Judge Rogers, writing for this court in Lucostic v. Brownsville Area School District, 6 Pa. Commonwealth Ct. 587, 590-91, 297 A.2d 516, 518 (1972), stated:
Section 1151 of Article XI of the Public School Code of 1949 [Act of March 10, 1949, P.L. 30, as amended ], 24 P.S. § 11-1151, provides: 'The salary of any district superintendent, assistant district superintendent or other professional employe in any school district may be increased at any time during the term for which such person is employed, whenever the board of school directors of the district deems it necessary or advisable to do so, but there shall be no demotion of any professional employe either in salary or in type of position, except as otherwise provided in this act, without the consent of the employe, or, if such consent is not received, then such demotion shall be subject to the right to a hearing before the board of school directors and an appeal in the same manner as hereinbefore provided in the case of the dismissal of a professional employe.' The cases which have arisen under this provision establish the following principles: (1) A Board of School Directors may demote a professional employe in position or salary or both without his or her consent. (Tassone v. Redstone Township School District, 408 Pa. 290, 183 A.2d 536 (1962)); (2) the action of the Board in such case is presumptively valid (Hibbs v. Arensberg, 276 Pa. 24, 119 A. 727 (1923)); and (3) the demoted employe contesting the Board's action has the burden of proving it to be arbitrary, discriminatory or founded upon improper considerations (Smith
[ 53 Pa. Commw. Page 489]
v. Darby School District, 388 Pa. 301, 130 A.2d 661 (1957); Lakeland Joint School District v. Gilvary, 3 Pa. Commonwealth Ct. 415, 283 A.2d 500 (1971)).
Petitioner contends, in essence, that the action of the Board in demoting him was arbitrary, capricious, and discriminatory. He presented testimony that he asserts establishes that the method of evaluation utilized by Dr. Thorson was arbitrary, unfair, and unreasonable. However, we have read the extensive record in this case, and, although we might have decided differently if the decision had been ours to make, we conclude on this record and under our scope of review that, as to all main issues, the petitioner did not meet the burden of proof required to reverse the Board's action of demotion. Lakeland Joint School District v. Gilvary, 3 Pa. Commonwealth Ct. 415, 283 A.2d 500 (1971).

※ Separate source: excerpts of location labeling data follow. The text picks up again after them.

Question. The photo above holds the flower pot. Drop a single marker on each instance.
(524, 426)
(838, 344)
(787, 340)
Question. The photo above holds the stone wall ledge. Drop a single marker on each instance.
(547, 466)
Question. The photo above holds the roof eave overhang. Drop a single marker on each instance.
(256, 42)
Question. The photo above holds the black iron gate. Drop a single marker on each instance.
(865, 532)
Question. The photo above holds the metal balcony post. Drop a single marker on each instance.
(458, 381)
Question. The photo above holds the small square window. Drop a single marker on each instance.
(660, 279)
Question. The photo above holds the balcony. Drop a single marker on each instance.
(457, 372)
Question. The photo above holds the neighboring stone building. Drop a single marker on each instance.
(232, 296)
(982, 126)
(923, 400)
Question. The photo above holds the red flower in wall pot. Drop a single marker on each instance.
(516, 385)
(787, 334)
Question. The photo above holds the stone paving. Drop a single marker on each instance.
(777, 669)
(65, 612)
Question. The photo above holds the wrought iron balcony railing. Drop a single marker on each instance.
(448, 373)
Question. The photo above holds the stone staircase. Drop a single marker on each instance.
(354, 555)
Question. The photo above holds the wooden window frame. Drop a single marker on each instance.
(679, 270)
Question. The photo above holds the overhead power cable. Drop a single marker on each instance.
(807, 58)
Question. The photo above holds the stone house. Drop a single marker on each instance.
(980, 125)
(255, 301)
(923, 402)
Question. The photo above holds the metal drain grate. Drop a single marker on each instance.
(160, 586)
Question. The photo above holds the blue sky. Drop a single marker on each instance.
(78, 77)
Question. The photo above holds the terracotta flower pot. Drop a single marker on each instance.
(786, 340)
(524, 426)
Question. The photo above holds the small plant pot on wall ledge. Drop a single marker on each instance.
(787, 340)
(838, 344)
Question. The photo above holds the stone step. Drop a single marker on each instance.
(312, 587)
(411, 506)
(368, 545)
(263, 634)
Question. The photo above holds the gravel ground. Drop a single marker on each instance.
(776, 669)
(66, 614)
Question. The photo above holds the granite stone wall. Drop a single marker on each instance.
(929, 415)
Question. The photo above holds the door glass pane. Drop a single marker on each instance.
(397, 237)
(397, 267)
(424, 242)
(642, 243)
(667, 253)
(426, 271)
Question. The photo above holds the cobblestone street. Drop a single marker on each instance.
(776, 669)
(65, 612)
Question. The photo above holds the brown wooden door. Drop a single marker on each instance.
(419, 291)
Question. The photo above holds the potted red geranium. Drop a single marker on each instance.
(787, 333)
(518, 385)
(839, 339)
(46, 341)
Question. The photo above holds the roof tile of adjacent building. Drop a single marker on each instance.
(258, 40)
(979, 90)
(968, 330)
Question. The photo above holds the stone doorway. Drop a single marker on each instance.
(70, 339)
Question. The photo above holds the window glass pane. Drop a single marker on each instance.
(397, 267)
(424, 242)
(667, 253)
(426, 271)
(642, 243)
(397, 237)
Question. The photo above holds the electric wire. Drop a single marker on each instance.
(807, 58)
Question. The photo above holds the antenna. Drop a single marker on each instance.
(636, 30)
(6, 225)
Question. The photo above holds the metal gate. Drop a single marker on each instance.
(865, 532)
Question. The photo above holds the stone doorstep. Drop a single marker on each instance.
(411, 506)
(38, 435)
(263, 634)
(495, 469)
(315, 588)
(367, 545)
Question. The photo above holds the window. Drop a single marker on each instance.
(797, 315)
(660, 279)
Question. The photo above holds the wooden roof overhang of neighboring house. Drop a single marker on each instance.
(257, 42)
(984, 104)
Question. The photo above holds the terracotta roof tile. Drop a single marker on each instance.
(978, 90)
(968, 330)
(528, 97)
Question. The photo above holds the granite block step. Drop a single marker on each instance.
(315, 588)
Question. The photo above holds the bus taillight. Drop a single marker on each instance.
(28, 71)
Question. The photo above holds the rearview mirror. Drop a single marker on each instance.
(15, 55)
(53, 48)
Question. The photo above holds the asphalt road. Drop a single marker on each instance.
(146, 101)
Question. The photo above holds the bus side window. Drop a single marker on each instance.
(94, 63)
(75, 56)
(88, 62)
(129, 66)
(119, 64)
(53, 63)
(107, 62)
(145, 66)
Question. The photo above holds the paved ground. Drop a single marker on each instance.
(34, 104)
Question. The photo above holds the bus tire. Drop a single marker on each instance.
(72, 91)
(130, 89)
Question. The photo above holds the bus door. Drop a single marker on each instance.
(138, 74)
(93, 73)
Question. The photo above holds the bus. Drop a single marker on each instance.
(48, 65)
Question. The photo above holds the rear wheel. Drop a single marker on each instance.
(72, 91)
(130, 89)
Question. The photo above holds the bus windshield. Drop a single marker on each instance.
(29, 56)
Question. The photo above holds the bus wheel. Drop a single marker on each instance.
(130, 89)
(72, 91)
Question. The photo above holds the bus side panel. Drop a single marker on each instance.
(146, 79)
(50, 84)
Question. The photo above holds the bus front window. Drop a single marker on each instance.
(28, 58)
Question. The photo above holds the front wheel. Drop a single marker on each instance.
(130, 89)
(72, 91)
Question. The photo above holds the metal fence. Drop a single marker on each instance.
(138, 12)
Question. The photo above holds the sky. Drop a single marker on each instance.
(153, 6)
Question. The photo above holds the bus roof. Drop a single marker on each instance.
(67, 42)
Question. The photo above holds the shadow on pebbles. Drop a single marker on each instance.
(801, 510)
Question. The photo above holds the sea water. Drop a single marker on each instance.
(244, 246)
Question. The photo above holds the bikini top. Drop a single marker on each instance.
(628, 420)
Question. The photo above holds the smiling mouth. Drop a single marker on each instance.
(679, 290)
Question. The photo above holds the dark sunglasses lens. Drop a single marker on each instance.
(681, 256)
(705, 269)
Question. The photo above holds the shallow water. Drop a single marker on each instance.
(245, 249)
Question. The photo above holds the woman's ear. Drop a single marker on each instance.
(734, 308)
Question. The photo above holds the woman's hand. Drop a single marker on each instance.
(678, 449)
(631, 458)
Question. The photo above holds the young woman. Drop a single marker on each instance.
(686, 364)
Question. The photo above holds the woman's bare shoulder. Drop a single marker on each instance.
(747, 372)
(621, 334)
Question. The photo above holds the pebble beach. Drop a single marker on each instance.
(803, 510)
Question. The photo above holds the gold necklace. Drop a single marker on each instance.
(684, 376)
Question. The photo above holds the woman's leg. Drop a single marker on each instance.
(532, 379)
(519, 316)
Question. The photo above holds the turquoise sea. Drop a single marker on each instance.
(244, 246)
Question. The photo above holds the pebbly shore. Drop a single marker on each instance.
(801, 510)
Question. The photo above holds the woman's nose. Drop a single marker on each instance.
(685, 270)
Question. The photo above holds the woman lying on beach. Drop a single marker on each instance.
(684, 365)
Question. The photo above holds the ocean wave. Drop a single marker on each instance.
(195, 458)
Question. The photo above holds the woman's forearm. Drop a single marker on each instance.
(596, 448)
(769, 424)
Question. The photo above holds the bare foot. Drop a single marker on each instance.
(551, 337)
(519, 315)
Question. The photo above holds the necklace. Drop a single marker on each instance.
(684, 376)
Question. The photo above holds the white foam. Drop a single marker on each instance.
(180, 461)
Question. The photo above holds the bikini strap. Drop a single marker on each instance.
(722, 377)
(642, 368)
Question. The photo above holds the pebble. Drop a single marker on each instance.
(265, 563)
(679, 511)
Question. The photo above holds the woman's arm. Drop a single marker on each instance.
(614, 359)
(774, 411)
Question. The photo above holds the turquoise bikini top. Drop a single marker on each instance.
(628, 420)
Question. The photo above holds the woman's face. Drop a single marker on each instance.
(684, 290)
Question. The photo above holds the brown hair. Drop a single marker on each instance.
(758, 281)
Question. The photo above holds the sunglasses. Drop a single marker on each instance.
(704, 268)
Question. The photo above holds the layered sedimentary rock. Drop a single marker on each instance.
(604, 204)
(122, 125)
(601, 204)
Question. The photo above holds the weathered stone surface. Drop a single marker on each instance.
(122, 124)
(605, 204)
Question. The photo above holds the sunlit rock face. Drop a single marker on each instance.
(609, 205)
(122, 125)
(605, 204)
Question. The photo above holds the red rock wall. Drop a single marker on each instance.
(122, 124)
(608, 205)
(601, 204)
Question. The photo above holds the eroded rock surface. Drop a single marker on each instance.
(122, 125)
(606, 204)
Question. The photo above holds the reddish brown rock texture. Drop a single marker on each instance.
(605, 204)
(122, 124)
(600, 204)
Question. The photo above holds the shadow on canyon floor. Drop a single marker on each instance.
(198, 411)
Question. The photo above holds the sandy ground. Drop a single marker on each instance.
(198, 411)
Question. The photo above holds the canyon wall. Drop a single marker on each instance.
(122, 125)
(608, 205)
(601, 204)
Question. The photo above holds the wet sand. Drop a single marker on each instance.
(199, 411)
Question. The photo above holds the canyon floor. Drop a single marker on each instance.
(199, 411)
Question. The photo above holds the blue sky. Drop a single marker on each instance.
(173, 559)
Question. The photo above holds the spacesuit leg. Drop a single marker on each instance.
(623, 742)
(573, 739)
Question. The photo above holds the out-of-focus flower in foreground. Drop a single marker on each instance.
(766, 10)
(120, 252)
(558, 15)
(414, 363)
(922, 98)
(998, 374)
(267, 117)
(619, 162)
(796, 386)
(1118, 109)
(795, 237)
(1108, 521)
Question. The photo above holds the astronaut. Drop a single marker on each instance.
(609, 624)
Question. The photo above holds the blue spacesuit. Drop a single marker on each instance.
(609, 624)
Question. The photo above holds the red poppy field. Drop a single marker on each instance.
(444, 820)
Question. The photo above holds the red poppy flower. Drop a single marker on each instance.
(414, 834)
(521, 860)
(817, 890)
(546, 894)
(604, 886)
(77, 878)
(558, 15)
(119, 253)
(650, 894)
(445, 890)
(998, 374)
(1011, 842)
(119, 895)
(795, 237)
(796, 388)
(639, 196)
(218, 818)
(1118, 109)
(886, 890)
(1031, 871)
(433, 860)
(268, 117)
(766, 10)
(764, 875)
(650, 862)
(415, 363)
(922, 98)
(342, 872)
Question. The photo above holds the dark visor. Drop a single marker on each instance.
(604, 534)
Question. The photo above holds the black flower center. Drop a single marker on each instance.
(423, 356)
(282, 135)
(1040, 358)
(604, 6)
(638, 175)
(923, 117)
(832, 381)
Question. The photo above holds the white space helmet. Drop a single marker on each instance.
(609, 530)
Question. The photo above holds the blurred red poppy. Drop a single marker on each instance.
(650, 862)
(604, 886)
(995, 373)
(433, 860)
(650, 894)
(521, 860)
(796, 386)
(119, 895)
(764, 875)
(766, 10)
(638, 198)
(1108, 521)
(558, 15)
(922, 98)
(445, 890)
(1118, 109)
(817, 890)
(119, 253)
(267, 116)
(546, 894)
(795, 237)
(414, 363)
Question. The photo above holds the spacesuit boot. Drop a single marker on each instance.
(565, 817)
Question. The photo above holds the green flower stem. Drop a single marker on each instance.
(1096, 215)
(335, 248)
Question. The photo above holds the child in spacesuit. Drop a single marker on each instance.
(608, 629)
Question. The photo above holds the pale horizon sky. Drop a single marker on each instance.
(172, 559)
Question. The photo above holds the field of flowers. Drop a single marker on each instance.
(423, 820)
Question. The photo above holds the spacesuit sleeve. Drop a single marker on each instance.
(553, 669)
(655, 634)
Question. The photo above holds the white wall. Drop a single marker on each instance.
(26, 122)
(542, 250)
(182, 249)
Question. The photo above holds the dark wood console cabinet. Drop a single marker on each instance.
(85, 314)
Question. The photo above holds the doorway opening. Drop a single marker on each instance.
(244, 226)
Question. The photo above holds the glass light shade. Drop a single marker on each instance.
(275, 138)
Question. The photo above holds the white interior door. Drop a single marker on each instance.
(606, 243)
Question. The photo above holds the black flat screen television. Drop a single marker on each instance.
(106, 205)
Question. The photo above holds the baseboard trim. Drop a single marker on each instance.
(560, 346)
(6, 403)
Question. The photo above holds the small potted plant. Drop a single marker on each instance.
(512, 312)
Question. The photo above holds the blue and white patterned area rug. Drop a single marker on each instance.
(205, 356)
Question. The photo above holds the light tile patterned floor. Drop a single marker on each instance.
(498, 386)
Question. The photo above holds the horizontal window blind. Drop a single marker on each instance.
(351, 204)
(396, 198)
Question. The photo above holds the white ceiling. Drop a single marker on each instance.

Petitioner further contends that it was improper for the solicitor of the Board to act as prosecutor and for a school board member to act as a legal advisor to the Board. We disagree. Unlike the fact situation in English v. North East Board of Education, 22 Pa. Commonwealth Ct. 240, 348 A.2d 494 (1975), where the school board's solicitor acted in the dual role of judge and prosecutor, the school solicitor here merely presented evidence and questioned witnesses on behalf of the school district. The president of the Board, who was an attorney, ruled on all objections and determined what testimony was to be admitted into evidence. W. D. Webb, a member of the Board and an attorney, advised the Board during the hearings and in the decision-making process. We conclude that these contentions concerning improper representations and commingling of functions are without merit.
Petitioner raised other issues on this appeal relative to the procedure followed and the conclusions
[ 53 Pa. Commw. Page 490]
reached by the Secretary which we find to be without merit.*fn1
Accordingly, we enter the following
Now, this 15th day of August, 1980, the order of the Secretary of Education, dated May 8, 1979, which dismissed the appeal of Raloy Brown from the decision of demotion by the Board of School Directors of the Cheltenham Township School District, is hereby affirmed.